Der Syltlauf führt vom Süden in Hörnum bis zur nördlichsten Gemeinde auf Sylt, List, und ist äußerst beliebt. Jedes Jahr kommen zahlreiche Wiederholungstäter, nicht nur aus der näheren Umgebung, sondern aus ganz Deutschland, Dänemark, der Schweiz, Spanien; ein Teilnehmer reiste diesmal sogar aus Australien an.

Die begehrten Startplätze waren nach Eröffnung des Anmeldeverfahren Anfang Juli 2013 (!) auch diesmal innerhalb kürzester Zeit vergeben.

Mit einem frankierten Rückumschlag ’bewarb’ ich mich frühzeitig auf dem ausschließlich möglichen Postweg und nach weiterem Schriftwechsel und Entrichtung des Startgeldes in Höhe von 50,00 € erhielt ich eine Ansichtskarte mit der ersehnten Startnummer.

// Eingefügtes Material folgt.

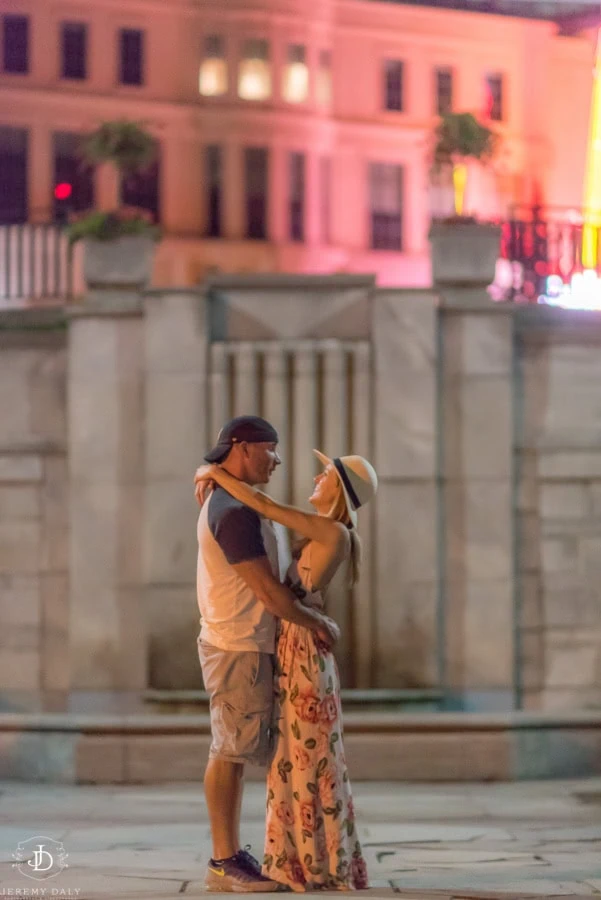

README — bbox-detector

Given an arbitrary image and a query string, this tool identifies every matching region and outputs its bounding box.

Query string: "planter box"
[83,235,156,291]
[429,220,501,287]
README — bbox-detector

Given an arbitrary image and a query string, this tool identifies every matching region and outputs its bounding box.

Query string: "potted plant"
[430,113,500,285]
[68,120,160,290]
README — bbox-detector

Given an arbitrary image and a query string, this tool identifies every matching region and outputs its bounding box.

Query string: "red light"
[54,181,73,200]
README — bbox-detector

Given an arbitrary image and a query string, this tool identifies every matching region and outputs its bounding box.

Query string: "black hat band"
[332,457,361,509]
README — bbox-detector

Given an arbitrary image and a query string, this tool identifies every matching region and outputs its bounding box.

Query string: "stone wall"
[0,312,69,709]
[0,286,601,709]
[516,309,601,709]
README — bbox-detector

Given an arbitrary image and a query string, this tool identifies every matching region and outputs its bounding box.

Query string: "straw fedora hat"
[313,450,378,527]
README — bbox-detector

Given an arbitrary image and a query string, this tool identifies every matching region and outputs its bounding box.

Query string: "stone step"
[0,710,601,784]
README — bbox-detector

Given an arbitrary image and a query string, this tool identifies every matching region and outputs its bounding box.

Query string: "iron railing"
[500,208,601,303]
[0,224,73,306]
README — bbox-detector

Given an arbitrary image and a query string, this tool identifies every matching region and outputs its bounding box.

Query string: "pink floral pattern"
[263,568,368,891]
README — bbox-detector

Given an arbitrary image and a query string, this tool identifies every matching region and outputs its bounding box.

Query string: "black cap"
[205,416,279,462]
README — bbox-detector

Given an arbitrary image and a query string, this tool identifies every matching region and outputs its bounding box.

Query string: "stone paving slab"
[0,779,601,900]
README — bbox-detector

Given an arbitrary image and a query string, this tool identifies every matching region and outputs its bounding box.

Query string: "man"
[197,416,338,892]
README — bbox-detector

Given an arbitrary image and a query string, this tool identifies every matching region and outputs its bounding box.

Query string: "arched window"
[238,39,271,100]
[198,34,228,97]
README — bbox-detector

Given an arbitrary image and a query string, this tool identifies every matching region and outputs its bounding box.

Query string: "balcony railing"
[497,208,601,303]
[0,225,73,306]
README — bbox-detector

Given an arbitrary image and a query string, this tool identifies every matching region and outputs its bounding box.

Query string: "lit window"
[316,50,332,106]
[282,44,309,103]
[198,34,227,97]
[238,40,271,100]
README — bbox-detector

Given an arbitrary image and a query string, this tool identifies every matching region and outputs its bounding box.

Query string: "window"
[316,50,332,107]
[119,28,144,85]
[121,151,160,222]
[0,126,29,225]
[282,44,309,103]
[52,131,94,222]
[384,59,405,112]
[289,153,305,241]
[238,40,271,100]
[436,68,453,116]
[244,147,268,241]
[319,156,332,244]
[485,74,505,122]
[2,15,29,75]
[61,22,88,79]
[369,163,403,250]
[198,34,228,97]
[205,145,223,237]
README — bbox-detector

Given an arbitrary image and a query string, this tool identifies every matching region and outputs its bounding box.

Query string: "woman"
[196,450,378,891]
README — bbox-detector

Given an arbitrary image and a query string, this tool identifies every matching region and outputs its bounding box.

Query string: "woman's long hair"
[292,482,363,587]
[328,483,363,587]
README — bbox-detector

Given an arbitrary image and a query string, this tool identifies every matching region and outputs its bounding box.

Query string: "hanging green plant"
[80,119,158,175]
[432,113,499,217]
[67,206,161,244]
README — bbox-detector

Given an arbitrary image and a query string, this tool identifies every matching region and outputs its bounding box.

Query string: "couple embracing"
[195,416,377,893]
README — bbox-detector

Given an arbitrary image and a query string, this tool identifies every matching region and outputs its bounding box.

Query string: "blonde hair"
[292,480,363,587]
[328,481,362,587]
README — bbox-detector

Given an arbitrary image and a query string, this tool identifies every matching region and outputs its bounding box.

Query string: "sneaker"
[238,844,261,875]
[205,851,285,894]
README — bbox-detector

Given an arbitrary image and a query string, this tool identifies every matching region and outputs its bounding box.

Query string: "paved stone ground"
[0,779,601,900]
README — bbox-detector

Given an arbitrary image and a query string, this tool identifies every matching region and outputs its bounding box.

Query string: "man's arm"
[232,556,340,649]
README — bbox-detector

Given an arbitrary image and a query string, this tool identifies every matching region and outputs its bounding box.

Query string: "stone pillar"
[144,290,209,688]
[27,122,54,224]
[439,279,514,709]
[372,290,438,688]
[267,143,289,244]
[68,302,146,692]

Um mir Stress zu ersparen, reiste ich bereits frühmorgens zwei Tage vor dem Lauf mit der Bahn aus Köln an. Natürlich hatte diese Verspätung, der Anschlußzug in Hamburg war weg; ich schlug mich mit der Stadtbahn bis Hamburg-Altona durch und kam schließlich um 17 Uhr in der Jugendherberge Westerland an. Nach den schönen Frühlingstagen empfingen mich dort 6°, Wind und Nieselregen.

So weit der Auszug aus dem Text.